Top 10 Tweeting Regions by sum of tweets [1]
Top 10 Tweeting Regions Per Capita [2]
Highest number of tweets per device [3]

Top 10 UK Tweeting Regions

This first material is a broad look at the entire UK’s relationship with Twitter usage as previously outlined – accounting for the total number of tweets per Region.

This graphic is interactive. Please hover over the the bars to reveal the Regional data points. This data, recorded over one day (11th Nov. 2020), calculated the total sum of tweets per region – regardless of population and density.

The sum of total tweets doesn’t tell the whole story. As touched upon previously, the large local authorities, such as London, Manchester, Liverpool, etc. take a large portion with London taking the lionshare. It’s important to note that London is not represented singularly; North, South, West and East London are split individually, knowing the area would dominate, to ensure no assumed bias was acted on. Notwithstanding comments on expected outcomes, Oxford was certainly a surprise. However, as demonstrated this year with the epidemic, the Region certainly embrace technology and in a way, it does make sense to see them near the top ten. Bristol, the most densely populated region in the South West, is predictable, as, of course, is Birmingham. On balance, Edinburgh, being the most densely populated Scottish settlement was predictable. Interestingly, there are 208k people that live two miles away from Edinburgh City Centre, spatially they hold a staggering amount of land. In other words, although Birmingham hosts twice as many people, the two Regions occupy the same amount of land (Edinburgh Area: 264 km², Birmingham Area: Area: 267.8 km²).
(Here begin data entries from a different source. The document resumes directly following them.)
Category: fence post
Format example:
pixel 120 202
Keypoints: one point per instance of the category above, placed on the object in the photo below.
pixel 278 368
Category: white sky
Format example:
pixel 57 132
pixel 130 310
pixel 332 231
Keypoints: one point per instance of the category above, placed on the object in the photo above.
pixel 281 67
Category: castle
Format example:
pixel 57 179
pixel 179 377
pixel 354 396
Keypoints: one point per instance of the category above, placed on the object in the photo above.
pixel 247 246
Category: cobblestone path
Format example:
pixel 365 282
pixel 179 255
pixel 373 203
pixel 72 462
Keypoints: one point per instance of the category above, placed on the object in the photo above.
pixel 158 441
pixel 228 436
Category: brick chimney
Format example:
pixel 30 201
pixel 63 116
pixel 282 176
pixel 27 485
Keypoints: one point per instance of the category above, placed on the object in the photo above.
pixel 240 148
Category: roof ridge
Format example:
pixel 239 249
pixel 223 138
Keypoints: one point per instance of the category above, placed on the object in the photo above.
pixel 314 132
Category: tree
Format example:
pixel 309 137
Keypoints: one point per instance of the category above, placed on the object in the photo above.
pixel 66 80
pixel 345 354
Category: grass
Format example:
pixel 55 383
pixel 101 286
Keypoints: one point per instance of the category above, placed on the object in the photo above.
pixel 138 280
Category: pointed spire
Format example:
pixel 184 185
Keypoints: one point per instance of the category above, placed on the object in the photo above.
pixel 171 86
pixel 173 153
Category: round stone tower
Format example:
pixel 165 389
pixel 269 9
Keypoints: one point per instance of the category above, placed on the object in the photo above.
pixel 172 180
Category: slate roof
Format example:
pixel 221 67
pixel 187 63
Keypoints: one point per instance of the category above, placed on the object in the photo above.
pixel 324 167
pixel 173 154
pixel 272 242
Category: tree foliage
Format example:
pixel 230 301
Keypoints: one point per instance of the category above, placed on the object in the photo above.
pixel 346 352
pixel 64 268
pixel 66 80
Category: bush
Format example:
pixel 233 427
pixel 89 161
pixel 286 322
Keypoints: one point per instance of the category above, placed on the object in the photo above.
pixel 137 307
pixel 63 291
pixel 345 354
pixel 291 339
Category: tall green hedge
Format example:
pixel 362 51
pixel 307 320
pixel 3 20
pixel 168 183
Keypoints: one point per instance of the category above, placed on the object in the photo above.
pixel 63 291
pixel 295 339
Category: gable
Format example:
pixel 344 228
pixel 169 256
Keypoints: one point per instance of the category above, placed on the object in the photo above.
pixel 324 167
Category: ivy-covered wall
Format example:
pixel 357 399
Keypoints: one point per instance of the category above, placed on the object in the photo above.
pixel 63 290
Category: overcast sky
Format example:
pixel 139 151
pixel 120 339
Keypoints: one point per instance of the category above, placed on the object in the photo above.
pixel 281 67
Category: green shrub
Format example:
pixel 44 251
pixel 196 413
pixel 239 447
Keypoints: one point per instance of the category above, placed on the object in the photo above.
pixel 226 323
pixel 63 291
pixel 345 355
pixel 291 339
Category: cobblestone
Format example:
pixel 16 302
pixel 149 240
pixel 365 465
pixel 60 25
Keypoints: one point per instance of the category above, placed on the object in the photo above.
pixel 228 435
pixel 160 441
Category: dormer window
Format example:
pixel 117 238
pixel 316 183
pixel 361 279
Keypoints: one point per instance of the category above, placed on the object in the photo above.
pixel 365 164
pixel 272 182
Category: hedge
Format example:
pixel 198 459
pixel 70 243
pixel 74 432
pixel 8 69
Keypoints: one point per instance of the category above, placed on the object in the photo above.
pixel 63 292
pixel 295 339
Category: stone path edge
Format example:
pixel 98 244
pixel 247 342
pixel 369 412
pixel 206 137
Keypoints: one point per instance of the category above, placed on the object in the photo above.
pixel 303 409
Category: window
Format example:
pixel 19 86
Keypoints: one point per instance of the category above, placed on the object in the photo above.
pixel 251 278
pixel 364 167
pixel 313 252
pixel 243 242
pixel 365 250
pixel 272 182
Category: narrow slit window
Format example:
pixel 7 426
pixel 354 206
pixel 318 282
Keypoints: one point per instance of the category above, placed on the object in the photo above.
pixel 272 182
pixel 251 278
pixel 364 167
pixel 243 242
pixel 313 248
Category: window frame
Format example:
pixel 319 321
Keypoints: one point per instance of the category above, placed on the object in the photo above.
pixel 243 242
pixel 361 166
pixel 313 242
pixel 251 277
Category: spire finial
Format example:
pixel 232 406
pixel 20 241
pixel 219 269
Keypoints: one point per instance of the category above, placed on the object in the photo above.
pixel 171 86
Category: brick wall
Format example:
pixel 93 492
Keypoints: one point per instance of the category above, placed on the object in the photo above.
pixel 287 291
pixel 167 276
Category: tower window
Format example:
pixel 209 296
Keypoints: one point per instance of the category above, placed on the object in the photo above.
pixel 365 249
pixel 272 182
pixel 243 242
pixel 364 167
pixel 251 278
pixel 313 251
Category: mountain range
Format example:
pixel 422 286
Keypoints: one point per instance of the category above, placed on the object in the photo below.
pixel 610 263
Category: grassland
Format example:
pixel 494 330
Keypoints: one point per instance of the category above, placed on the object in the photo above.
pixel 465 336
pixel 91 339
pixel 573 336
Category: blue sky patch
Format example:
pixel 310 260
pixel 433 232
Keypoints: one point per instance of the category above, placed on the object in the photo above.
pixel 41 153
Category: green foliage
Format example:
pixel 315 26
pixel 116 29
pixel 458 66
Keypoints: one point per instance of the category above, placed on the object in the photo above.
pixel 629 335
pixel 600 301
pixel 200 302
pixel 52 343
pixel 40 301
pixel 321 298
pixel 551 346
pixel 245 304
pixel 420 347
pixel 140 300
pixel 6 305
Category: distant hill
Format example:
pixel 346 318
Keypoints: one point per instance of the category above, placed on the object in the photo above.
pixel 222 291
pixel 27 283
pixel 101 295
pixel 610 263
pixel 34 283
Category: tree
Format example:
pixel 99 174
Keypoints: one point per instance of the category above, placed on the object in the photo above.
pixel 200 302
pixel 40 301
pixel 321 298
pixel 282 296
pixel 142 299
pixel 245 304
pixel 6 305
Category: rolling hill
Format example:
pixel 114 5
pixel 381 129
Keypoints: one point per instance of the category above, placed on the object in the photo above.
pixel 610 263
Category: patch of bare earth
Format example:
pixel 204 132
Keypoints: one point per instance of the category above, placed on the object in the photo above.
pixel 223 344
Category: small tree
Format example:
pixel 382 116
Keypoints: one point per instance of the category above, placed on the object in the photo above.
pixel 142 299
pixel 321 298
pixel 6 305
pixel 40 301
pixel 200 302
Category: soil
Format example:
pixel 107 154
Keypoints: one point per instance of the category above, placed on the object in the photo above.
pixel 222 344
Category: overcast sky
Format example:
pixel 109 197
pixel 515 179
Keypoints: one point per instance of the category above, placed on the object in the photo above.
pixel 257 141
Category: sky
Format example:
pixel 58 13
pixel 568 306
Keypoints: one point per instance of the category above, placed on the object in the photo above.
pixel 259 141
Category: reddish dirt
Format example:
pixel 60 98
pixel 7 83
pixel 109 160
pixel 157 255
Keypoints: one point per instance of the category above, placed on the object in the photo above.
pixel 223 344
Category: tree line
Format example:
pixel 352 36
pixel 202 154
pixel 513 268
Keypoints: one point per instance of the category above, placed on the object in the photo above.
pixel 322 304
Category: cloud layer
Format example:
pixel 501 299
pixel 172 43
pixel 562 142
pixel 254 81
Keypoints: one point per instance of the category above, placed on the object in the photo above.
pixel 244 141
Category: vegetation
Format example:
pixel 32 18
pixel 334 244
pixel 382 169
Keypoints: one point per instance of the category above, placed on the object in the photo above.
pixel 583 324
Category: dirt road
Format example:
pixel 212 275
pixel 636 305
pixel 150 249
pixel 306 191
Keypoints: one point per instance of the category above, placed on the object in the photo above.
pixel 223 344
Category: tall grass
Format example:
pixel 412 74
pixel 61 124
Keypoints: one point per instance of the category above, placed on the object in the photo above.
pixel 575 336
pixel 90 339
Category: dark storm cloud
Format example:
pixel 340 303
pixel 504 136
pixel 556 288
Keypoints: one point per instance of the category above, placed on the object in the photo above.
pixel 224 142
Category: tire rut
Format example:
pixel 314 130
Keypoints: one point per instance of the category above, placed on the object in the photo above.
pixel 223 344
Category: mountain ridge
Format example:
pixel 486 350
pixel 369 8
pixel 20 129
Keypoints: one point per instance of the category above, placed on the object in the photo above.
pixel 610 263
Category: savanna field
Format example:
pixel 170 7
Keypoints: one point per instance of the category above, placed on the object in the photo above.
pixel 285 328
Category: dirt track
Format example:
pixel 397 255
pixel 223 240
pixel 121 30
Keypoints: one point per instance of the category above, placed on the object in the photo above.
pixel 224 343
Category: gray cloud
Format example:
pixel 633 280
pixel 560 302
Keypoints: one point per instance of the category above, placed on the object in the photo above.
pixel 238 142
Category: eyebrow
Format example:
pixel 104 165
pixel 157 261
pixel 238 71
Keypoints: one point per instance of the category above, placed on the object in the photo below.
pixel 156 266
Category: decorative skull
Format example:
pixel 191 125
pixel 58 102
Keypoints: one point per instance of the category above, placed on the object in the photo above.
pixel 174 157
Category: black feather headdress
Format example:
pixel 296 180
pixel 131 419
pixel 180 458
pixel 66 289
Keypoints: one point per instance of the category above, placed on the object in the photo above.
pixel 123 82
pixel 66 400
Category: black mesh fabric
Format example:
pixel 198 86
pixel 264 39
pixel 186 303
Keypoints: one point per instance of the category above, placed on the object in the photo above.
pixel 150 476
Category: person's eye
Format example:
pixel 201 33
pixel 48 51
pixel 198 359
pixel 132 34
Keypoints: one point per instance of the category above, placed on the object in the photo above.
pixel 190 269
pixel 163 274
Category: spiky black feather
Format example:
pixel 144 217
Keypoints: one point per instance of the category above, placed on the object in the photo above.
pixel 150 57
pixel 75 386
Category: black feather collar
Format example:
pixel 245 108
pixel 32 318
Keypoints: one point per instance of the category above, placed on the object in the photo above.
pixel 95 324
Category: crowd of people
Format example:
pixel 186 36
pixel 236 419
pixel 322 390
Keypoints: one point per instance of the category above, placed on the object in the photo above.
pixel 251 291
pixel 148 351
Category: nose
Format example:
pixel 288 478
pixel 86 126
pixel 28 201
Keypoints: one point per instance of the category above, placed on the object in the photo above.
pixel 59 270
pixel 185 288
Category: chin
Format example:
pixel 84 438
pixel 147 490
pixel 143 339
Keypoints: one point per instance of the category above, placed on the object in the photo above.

Top 10 UK Regions, Tweets Per Capita

One step ahead of the sum of tweets per region, and a more accurate representation, is tweets per capita.4 This calculation is essentially my way of adding a dampening factor to settle the playing field for regions that are highly active but don’t have the number of residents to compete against a big city. Instead of totalling the sum, this metric looks broadly and accounts for population-to-tweet ratio (as a percentage).

This graphic is interactive. Please hover over the the bars to reveal the Regional data points. This data, recorded over one day (11th Nov. 2020), essentially, evens the playing field for small but active local authorities. By calculating per capita, a monopoly on population rightly doesn’t assume the biggest chunk of tweets. This is fairest measurement, as the method assures we only review tweets that Region is accountable for. 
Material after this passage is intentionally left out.